Мари посмотрела на Эйдана, как он коротко помахал ей из окна и отвернулся показывать парочке мальчишек вытряхнутые из кармана мантии кровопролитные конфеты, улыбнулась и со страхом подумала, какой же он красивый. Как объяснить любовь? Сжать рассказ о ней в две минуты, в четыре? С чего начать? Например, в два у него вдруг выросли кудри – тяжелые, гладкие, в которые можно было просунуть палец. А если он вдруг плакал, Мари всегда готова была заплакать вместе с ним, всякий раз, даже если причиной слез была какая-нибудь незначительная мелочь, как будто граница между ее телом и его еще не окрепла, и все, что мучило одного из них, переливалось другому легко. Просачивалось, как через пористую мембрану. У них был общий контур, один на двоих обмен веществ. Стоило ему заснуть, у нее начинали слипаться глаза. Она знала, что потеряет его. Она потеряла всех: сначала младенца, драгоценного и хрупкого, который в розовой от марганцовки воде сразу превращался в скользкую рыбку. Потом улыбчивого малыша с мягкими щеками, шатко бегущего к ней, раскинув руки. Сейчас, прямо в эту секунду, она теряет тощего подростка, который уже не выносил ее прикосновений. Он снова вот-вот исчезнет, а вместо него появится другой, которого она пока не знает, и опять не заметит, как это вышло. Просто будет любить их всех, своих будущих непохожих сыновей, которым двадцать восемь, или тридцать пять, или сорок.

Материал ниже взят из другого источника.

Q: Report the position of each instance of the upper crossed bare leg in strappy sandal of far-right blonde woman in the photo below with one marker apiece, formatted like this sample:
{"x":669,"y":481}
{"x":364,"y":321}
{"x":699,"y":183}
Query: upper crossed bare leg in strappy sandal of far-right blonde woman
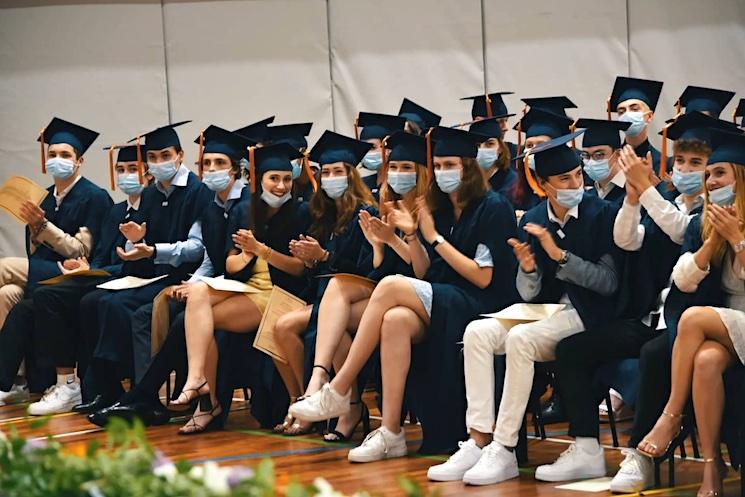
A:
{"x":697,"y":325}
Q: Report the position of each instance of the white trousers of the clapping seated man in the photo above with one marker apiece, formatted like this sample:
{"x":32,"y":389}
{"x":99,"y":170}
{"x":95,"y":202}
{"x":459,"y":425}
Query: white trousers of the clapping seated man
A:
{"x":524,"y":344}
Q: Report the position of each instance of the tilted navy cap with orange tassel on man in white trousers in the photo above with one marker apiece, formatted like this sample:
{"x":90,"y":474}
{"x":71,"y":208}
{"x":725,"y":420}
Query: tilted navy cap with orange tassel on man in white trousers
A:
{"x":552,"y":158}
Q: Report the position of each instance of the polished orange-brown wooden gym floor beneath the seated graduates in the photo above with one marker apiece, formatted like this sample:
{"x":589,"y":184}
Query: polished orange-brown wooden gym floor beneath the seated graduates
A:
{"x":308,"y":457}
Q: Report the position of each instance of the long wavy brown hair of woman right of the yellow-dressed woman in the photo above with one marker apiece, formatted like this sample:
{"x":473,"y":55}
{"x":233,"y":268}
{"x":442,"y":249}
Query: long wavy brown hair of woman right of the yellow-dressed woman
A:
{"x":326,"y":219}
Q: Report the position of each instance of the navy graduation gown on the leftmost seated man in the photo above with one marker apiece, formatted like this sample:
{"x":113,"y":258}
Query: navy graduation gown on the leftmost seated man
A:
{"x":85,"y":205}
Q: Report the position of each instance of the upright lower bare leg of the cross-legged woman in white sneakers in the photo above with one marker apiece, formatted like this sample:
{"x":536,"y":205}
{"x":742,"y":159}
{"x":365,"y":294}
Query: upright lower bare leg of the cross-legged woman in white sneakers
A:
{"x":401,"y":328}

Лохматых и лысых, женатых на какой-нибудь дуре, худых и толстых, разведенных или счастливых, целующих своих новорожденных младенцев в пятки – любых. Безо всяких условий. Конечно.

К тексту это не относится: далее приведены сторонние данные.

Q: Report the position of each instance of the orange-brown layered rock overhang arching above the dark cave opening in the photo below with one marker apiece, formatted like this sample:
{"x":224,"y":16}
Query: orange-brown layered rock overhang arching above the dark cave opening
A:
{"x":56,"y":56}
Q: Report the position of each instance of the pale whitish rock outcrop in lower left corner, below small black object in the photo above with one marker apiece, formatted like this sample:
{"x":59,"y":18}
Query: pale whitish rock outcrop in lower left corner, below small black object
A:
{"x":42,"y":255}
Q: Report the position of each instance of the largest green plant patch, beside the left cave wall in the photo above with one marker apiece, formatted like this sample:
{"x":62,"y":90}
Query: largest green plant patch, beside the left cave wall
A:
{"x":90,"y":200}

Со вторым свистком поезд тронулся и покатился по рельсам от станции. Искрящиеся огни города для Эйдана вскоре сменятся мягким полумраком плодородных полей, а затем величественной громадой замка и он испытает тот самый цепенящий душу, концентрированный и тягучий восторг, который бывает только однажды. А они вдвоем с Фредом так и останутся где-то в туманном и немного солнечном Лондоне.

Фред взял ее за руку и сплел их пальцы. Они медленно направлялись к выходу с платформы, окутанные последними днями лета, прямо как Сидни Пуатье и Тони Кертис из фильма «Скованные одной цепью» или как фигурки жениха и невесты на свадебном торте.